Chinese journalist Gao Yu faces life sentence for leaking state secrets

Gao Yu, an outspoken liberal journalist, denies charges as she goes on trial in Beijing
Gao Yu was arrested in April and charged with feeding a secret document to ‘an overseas website’ Photo: AFP
Beijing10:09AM GMT 21 Nov 2014
A prominent liberal Chinese journalist has denied that she “leaked state secrets” during a four-hour trial in Beijing.
Gao Yu, 70, was arrested in April and charged with feeding a secret document from the Communist party’s central leadership to “an overseas website”.
Two weeks after her arrest, Ms Gao appeared on state television to “confess” her crimes.

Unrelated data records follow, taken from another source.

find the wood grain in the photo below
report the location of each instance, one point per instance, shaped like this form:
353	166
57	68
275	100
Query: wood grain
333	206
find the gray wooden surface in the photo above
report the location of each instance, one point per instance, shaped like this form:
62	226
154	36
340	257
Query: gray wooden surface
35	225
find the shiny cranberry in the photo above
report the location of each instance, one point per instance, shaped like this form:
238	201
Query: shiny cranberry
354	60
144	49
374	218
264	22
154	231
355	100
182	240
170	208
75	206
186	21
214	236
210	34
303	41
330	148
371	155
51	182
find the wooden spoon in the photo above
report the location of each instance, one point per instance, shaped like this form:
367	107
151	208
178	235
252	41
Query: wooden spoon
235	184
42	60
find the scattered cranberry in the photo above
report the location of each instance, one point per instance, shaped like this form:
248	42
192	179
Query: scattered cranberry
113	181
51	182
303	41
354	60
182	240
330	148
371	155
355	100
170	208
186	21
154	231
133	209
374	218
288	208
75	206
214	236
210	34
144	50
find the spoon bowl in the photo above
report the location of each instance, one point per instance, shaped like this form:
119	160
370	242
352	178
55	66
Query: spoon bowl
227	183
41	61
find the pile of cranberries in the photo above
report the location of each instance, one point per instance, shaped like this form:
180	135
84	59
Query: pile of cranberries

“I believe what I have done touched on legal issues, and has harmed the national interest,” Ms Gao said in the broadcast.
“On this point, what I have done is extremely wrong. I sincerely accept the lesson and plead guilty.”
In court, however, Ms Gao retracted the confession, saying it had been made under duress. Her son, Zhao Meng, also vanished in April.
Mo Shaoping, her lawyer, said her son has also been charged with leaking state secrets, is being monitored and is currently in Hebei province on an escorted “holiday”.
Police officers and plain-clothed agents forced journalists to leave the area around the No.3 People’s Intermediate Court in Beijing and Ms Gao’s trial was closed to the public because it involved state secrets.
Chinese authorities have not confirmed which document Ms Gao leaked, but some speculated it was “Document No.9”, an internal Communist party memo calling for cadres to be vigilant against Western ideas such as “universal values” and “Western-style journalism”. Mrs Gao faces a maximum sentence of life imprisonment if found guilty.
Ms Gao has been jailed before for “leaking state secrets”. In 1993 she used two anodyne quotations of Deng Xiaoping, China’s former paramount leader, that had not yet been publicly released on the mainland.